Published: Tuesday 01 June 2004

silicon.com reporter Andy McCue was on assignment in India from 14 to 23 April investigating offshoring efforts in Mumbai, Bangalore, Hyderabad and New Delhi. This is his diary. Articles and commentary on IT offshoring and BPO in India and elsewhere will be appearing on silicon.com over the coming weeks. You can find them all here.

17/4/04: I've booked all my internal flights through India's Jet Airways - one of the private airlines set up to compete with the national airline Air India - and check-in at Mumbai's domestic airport is not the headache you would imagine, even though the trolley touts snub my 50 rupee tip and try to charge me £5 to push my luggage 20 yards from the taxi to the terminal. I grab breakfast in the plush modern airport restaurant away from the crowds downstairs, giving the anaemic grey chicken sausages a wide berth.

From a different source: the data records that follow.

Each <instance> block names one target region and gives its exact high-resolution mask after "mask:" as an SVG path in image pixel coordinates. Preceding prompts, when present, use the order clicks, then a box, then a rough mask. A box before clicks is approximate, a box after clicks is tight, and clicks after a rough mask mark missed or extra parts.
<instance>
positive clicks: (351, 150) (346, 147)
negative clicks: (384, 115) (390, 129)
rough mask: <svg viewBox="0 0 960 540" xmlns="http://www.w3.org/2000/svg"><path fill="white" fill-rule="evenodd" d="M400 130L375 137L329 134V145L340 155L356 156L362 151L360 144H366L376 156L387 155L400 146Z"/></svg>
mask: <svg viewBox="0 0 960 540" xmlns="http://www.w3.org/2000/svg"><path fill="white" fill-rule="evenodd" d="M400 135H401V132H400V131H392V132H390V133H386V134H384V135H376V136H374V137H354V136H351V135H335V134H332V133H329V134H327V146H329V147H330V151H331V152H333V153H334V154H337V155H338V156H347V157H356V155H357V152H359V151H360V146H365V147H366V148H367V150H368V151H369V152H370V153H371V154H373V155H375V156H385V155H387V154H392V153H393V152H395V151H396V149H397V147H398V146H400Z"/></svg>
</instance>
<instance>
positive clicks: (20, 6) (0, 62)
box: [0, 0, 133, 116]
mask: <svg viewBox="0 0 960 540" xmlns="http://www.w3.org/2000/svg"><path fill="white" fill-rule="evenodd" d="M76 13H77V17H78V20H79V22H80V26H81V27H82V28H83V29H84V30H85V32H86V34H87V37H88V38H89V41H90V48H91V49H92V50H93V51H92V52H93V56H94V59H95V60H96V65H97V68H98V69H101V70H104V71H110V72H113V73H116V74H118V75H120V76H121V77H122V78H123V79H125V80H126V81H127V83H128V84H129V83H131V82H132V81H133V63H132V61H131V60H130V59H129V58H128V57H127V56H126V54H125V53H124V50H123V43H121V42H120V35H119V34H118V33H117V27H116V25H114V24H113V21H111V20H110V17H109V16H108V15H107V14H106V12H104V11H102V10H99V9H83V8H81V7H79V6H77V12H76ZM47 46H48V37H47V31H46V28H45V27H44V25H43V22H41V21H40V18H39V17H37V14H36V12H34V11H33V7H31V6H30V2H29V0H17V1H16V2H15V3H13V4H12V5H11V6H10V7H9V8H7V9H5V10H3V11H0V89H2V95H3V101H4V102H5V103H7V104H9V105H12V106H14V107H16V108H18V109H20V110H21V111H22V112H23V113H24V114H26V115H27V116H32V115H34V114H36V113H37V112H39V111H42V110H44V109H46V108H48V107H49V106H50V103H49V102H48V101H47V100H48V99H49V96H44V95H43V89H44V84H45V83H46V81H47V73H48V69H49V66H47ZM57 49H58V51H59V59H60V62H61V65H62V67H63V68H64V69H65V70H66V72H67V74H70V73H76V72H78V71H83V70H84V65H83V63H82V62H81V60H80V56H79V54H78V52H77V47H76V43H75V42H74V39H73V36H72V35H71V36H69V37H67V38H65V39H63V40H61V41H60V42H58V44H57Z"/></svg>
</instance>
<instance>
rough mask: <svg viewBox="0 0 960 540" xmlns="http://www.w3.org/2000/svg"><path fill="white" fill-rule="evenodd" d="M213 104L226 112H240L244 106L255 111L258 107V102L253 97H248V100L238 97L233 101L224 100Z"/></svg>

One thing you quickly get used to on the internal flights - which are pretty good value for money at around $100 to $200 - is that you'll get a meal (usually a nice curry) every time, even if it's only one hour (which it is to Bangalore), and the service is impeccable. As we take off it quickly becomes apparent that it's only in daylight from the air that you can get a true impression of the sprawl of Mumbai. Dozens of slum neighbourhoods suddenly become visible as we rise through the choking brown layer of polluted haze.

Bangalore is just over 500 miles inland and south of Mumbai. The flight takes us over arid and rural lands which are a pleasant change from the concrete jungle of Mumbai. I step out of the air-conditioned airport at 10.30am into 30 degrees of heat - with the local paper saying it is expected to hit 38 degrees later on.

The journey to the hotel takes us through wide, tree-lined streets with remnants of colonial architecture - it is a legacy that Bangalore, more than any other Indian city, seems to have clung onto. The first hint that we are in the heart of India's own Silicon Valley is a huge new Intel complex we drive past in the city but the main developments are out of town in the high-tech area called Electronics City.

After meetings with LogicaCMG and local Indian firm MindTree Consulting, who both kindly take time out on a Saturday to meet up, I venture up to the bustling Mahatma Gandhi road shopping area, risking life and limb walking on non-existent pavements and dodging traffic to cross the road. I pass the rundown Kentucky Fried Chicken restaurant that was famously trashed by Indian farmers when it opened in protest of the potential harm to their livelihoods. I suddenly realise I've become immune to the constant backdrop of the sound of car horns hooting.

In the evening I decide to sample a typical Saturday night here and check out the unique pub scene in Bangalore that all the locals have been telling me about. It's sprung up to service the well paid - by local standards - and thirsty IT and call centre workers and relieve them of some of their hard-earned cash. One aspect that many people don't consider is just how stressful some of these jobs are, and the demands of working long and strange shift patterns, so the pub scene gives them all a chance to cut loose.

I avoid the 'Underground' pub - decked out like a London Underground station - and head in search of a Kingfisher beer at the imaginatively named 'Pub World', which bizarrely combines a traditional English pub setting with that of a Wild West saloon bar, complete with swinging doors. It's heaving with groups of young Indians drinking pints of lager and downing shots of Tequila while dancing to awful house and techno versions of obscure western chart songs. In fact it's a scene most of us are probably familiar with at our regular weekend drinking haunts apart from the gang of incredibly polite white-shirted and bow-tied bar staff running around delivering armfuls of drinks to tables.

Chucking out time is not much different to the UK and the last stragglers stumble out of the pubs at around 11.30pm. The streets are busy again but there's no trouble as people head off home on their motorbikes or grab an auto-rickshaw or taxi.